注:特定の要件は、使用する脳の培養によって異なる場合があります。次の手順では、ニューロスフェアとしての初代脳腫瘍細胞の一般的な培養プロトコルの概要を示します。脳腫瘍培養物は、商業業者から入手することも、患者の脳腫瘍生検または剖検から初代培養物として確立することもできます。患者の生検または剖検サンプルから初代培養を確立する手順は、公開された文献15,21に概説されています。

  1. 凍結保存したストックバイアルを、内容物が解凍されるまで37°Cのウォーターバスに入れます。バイアルの外面を70%エタノールで拭いて、無菌性を確保します。
  2. Mayoh et al.21に記載されているように、初代脳腫瘍細胞用のNeurosphere培地を調製します。生物学的安全キャビネット(BSC)で、滅菌済みの1 mLピペットを使用して、解凍した細胞を、5 mLの予熱済みニューロスフェア培地が入った滅菌済みの15 mLコニカルチューブに移します。
  3. コニカルチューブを300 x g で3分間遠心分離し、細胞をペレット化します。

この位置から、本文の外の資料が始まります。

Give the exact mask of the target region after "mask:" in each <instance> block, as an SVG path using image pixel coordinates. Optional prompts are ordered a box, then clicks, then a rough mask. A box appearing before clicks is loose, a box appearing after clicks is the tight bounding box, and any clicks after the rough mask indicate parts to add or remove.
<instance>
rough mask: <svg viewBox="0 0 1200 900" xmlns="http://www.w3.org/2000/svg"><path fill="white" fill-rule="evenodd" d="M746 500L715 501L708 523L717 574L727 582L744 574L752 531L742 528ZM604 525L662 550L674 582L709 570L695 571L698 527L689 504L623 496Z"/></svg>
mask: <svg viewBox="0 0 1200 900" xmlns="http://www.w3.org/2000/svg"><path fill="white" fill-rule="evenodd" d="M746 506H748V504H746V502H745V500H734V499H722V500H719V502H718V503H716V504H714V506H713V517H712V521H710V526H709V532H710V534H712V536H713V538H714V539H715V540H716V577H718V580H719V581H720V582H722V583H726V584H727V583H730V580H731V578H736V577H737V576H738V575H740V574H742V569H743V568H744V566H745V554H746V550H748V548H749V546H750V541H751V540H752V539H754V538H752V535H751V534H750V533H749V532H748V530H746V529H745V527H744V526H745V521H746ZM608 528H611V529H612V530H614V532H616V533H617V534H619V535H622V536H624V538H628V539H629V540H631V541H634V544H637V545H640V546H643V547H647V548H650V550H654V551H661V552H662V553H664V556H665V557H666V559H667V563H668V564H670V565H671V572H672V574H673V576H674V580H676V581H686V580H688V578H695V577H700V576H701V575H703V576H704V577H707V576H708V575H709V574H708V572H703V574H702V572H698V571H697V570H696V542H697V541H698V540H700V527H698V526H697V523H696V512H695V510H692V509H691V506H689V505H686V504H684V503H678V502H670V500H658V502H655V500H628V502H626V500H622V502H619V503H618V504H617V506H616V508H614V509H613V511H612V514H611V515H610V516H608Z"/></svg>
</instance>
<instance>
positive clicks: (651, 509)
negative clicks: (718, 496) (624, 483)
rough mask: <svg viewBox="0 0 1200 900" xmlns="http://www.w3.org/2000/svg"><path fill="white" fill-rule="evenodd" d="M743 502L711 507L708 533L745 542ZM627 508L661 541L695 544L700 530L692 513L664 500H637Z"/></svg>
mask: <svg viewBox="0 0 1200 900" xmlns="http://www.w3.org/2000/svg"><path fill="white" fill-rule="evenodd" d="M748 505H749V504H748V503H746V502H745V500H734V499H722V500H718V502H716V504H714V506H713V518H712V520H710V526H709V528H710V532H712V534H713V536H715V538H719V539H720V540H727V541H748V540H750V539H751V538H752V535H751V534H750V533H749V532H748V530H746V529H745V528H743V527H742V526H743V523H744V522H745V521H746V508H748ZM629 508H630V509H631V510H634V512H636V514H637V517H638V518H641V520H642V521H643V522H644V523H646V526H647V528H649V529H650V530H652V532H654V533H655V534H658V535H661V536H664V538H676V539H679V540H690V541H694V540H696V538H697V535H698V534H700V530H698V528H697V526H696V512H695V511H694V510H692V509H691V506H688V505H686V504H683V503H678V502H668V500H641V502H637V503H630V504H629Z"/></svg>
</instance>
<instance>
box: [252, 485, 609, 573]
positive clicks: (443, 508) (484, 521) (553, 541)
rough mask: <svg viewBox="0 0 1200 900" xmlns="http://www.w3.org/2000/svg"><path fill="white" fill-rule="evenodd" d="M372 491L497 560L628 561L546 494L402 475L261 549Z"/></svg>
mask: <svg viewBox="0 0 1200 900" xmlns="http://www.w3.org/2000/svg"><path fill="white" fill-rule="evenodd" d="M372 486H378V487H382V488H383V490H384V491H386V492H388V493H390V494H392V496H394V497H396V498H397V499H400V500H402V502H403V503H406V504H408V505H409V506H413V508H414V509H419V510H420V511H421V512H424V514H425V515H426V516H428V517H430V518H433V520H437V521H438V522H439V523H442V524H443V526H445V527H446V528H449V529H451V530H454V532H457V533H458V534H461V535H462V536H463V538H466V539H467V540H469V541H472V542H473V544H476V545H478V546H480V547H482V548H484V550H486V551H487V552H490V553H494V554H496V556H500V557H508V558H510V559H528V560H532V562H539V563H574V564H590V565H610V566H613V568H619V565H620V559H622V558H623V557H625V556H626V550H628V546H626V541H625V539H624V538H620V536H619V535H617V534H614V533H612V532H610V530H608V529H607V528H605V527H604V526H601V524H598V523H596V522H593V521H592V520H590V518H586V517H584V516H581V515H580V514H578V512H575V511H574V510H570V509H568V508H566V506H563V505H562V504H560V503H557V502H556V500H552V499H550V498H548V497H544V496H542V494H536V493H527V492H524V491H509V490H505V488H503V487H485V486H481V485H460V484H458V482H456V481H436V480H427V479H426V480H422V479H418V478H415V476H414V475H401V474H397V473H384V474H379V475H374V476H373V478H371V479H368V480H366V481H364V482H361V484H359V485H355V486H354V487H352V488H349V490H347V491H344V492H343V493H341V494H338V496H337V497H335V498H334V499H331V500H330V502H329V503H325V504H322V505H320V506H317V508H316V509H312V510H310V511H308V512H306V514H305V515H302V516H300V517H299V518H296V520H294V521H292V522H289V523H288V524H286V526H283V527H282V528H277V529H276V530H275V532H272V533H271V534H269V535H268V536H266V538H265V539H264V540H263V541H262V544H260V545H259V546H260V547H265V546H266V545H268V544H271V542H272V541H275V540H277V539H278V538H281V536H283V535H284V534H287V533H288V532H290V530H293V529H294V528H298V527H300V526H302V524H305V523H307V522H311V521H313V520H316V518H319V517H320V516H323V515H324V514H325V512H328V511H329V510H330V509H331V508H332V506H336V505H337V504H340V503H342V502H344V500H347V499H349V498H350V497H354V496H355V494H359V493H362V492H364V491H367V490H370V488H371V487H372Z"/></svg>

上清は10mLのピペットでできるだけ多く慎重に捨ててください。
  4. 細胞ペレットを10 mLまたは25 mLのニューロスフェア培地に再懸濁します。細胞懸濁液をT25またはT75フラスコにプレートします(凍結保存から予想される細胞数に応じて)。典型的には、密度が5×105 細胞の開始細胞をT25フラスコに入れる。
  5. フラスコを37°Cにセットし、5%CO2で設定したインキュベーターに入れます。メディアは週に1回または2回、新しいメディアと交換します。あるいは、細胞の増殖速度に基づいて、必要に応じて成長因子とB27を補充します。
  6. T25フラスコでニューロスフェアが形成されたら、T75フラスコでニューロスフェアを拡張できます。T25フラスコの内容物を10 mLピペットで15 mLコニカルチューブに移します。ニューロスフェアを光学顕微鏡で観察し、十分に大きくなると(約500μm)、肉眼でも見えるようになるかもしれません。
  7. チューブを300 x g で3〜5分間遠心分離します。細胞ペレットの上に培地を吸引し、チューブ内に約1 mLを残します。
  8. 1mLピペットで細胞を12倍から15倍に優しく上下にピペットで動かし、細胞ペレットを解離します。セルストレーナー(40 μm)を使用して、ニューロスフェアを単一セル混合物に解離します。
  9. 50 mLのコニカルチューブの上にストレーナーを置き、10 mLピペットで解離したスフェロイドをストレーナーに加えます。ほとんどの単一セルはメッシュをチューブに渡し、凝集マテリアルはメッシュ上に留まります。
  10. 細胞計数チャンバーで細胞をカウントします。等量の細胞懸濁液(5 μLなど)をTrypan Blue(5 μL)と混合して、細胞生存率を評価します。死んだ細胞は光学顕微鏡下で青く見えますが、生きている細胞は染色されないままです。
  11. セル密度を次のように計算します。
    細胞濃度 = グリッドあたりの平均細胞数 × 希釈係数 / 1グリッドの容量 (mL)。標準的な細胞計数チャンバーからのグリッド容量は0.0001mLです。
  12. 細胞を継代するには、1 x 106 細胞をT75フラスコ内の新鮮な温めた培地25 mLに再懸濁します。細胞をT75フラスコに入れたら、ニューロスフェアが増殖するまで、5% CO2 加湿インキュベーターで37°Cでインキュベートします。
  13. 脳腫瘍細胞を凍結保存するには、1 x 106 細胞を1 mLの凍結保存溶液に再懸濁し、制御された速度の凍結容器に一晩置いて-80°Cで保存します。 凍結保存したストックを-180°Cの液体窒素タンクに入れて長期保存します。
    注:凍結保存培地は、90%のウシ胎児血清と10%のジメチルスルホキシド(DMSO)で構成されています。

2. 頭蓋内注射用脳腫瘍細胞の作製

注:以下のプロトコルは、頭蓋内注射のための確立されたまたは短期の培養物からの培養細胞の調製を概説しているが、それはまた、ヒト脳腫瘍22,23からの新たに解離した組織を含む他の細胞型にも適応することができる。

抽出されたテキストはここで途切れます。